Tanto piccola quanto piena di sorprese, Cisternino per noi è stata una piacevolissima scoperta. Non era infatti nei nostri programmi ma ci siamo andati su consiglio di una persona del posto. Siamo rimasti affascinati da questo piccolo borgo, in particolare quando siamo stati noi si poteva vivere un’esperienza interattiva molto particolare. Nel paese erano infatti nascoste diverse altalena di diversi temi, tra le vie c’erano mappe appese che aiutavano i visitatori a scovarle una a una.

Città da vedere in puglia, idee foto di coppia, Cisternino Puglia
Coordinate per questa foto:
– 40°44’32.7″N 17°25’34.8″E
Cisternino Puglia, foto di coppia a Cisternino

Un’altra cosa da vedere e provare a Cisternino è il primo ristorante a tema natalizio in Italia. Non importa in quale periodo dell’anno visiterete Cisternino, da Terra Madre Antipasteria troverete sempre dettagli a tema natalizio e anche con 40 gradi sembrerà il 25 Dicembre. 

7. CASAMASSIMA

Probabilmente avrete già sentito parlare di Chefchaouen, la perla blu del Marocco. Se vi dicessimo che anche qui in Italia ne abbiamo una e si trova proprio in Puglia?
Esattamente, stiamo parlando di Casamassima, anche conosciuta come “Paese azzurro”. In particolare, il suo Borgo Antico un tempo era tutto azzurro e ad oggi diverse abitazioni hanno mantenuto questa colorazione.

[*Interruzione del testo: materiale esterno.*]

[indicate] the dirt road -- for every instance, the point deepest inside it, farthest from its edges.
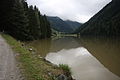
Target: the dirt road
(8, 66)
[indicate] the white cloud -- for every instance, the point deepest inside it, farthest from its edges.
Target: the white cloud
(78, 10)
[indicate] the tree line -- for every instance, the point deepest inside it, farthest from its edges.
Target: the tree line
(22, 21)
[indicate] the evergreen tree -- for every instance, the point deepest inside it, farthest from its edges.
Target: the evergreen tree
(18, 22)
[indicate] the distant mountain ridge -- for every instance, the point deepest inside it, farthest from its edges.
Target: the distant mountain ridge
(63, 26)
(105, 22)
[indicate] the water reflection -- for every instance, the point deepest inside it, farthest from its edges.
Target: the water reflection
(106, 50)
(77, 53)
(84, 66)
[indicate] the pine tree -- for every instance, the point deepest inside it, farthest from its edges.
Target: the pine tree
(18, 22)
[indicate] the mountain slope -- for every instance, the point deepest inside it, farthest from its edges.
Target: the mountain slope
(63, 26)
(105, 22)
(73, 24)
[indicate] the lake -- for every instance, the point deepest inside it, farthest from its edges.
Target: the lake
(89, 58)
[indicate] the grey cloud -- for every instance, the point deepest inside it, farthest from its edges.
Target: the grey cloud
(77, 10)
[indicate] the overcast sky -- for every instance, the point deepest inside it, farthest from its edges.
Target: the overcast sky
(76, 10)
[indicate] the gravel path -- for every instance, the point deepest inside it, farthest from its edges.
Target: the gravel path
(8, 66)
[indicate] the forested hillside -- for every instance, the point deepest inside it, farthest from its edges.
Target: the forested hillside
(22, 21)
(105, 22)
(63, 26)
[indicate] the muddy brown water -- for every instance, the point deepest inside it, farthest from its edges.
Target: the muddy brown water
(89, 58)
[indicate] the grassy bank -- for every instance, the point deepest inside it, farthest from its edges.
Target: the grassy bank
(32, 66)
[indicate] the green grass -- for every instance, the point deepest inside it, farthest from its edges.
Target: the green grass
(31, 66)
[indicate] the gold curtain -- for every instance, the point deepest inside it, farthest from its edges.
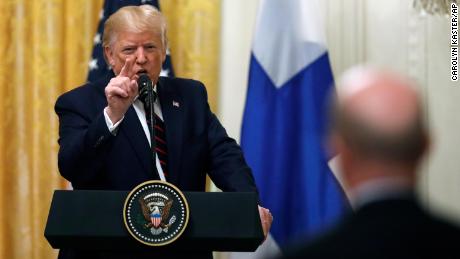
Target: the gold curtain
(44, 48)
(194, 39)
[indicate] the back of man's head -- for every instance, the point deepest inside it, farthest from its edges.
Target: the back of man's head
(378, 116)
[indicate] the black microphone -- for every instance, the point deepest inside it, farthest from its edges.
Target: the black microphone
(148, 96)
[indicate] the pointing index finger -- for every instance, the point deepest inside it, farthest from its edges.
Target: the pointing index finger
(127, 69)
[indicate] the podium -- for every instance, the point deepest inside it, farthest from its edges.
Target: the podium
(219, 221)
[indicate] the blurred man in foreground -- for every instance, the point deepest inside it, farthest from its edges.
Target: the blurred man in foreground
(381, 136)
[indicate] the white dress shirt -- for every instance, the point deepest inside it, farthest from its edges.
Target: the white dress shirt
(140, 111)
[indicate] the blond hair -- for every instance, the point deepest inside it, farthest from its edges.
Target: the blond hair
(134, 19)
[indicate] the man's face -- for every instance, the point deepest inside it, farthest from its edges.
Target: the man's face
(145, 48)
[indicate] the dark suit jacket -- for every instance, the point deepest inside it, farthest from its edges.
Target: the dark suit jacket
(90, 157)
(386, 229)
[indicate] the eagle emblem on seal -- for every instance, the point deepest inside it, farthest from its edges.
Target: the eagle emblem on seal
(156, 209)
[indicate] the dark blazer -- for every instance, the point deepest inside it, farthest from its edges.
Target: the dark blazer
(397, 228)
(91, 157)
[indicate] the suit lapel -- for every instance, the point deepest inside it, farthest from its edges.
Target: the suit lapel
(132, 129)
(173, 113)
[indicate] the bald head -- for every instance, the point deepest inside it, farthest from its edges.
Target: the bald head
(379, 116)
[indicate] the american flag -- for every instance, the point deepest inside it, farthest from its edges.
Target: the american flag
(97, 65)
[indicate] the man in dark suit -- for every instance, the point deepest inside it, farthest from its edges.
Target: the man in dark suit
(380, 134)
(104, 137)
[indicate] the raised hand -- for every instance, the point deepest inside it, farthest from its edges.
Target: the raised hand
(121, 91)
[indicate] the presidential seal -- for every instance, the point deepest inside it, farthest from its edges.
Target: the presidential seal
(156, 213)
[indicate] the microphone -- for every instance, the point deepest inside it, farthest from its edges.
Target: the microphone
(148, 96)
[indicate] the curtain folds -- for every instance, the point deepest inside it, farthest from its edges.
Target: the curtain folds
(44, 48)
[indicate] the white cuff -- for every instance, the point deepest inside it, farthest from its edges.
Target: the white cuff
(112, 127)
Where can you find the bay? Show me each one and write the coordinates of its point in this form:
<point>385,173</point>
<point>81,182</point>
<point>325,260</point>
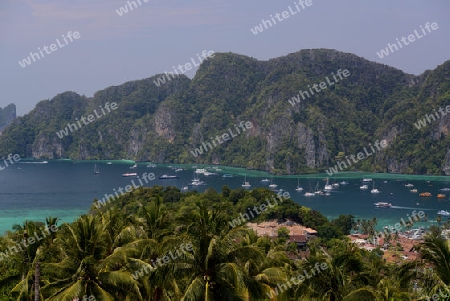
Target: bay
<point>66,189</point>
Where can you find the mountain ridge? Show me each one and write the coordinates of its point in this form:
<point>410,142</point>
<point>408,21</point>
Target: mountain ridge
<point>163,124</point>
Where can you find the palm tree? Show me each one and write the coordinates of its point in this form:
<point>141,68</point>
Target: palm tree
<point>435,251</point>
<point>83,266</point>
<point>214,268</point>
<point>35,241</point>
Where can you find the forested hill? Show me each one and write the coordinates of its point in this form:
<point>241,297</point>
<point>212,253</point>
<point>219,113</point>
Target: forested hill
<point>7,115</point>
<point>166,122</point>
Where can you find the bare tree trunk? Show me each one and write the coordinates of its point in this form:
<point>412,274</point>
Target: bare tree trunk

Per raggiungere il Borgo basta attraversare la Porta dell’orologio e verrete così catapultati in un insieme di viuzze e vicoli stretti con abitazioni in pietra. 

Ma perchè il colore azzurro? Si racconta che un abitante di Casamassima nel XVII secolo fece dipingere tutte le abitazioni con la calce per disinfettare dalla peste, proprio come a Ostuni, ma aggiunse anche il colore azzurro in onore della Madonna, alla quale fece un voto per scacciare l’epidemia.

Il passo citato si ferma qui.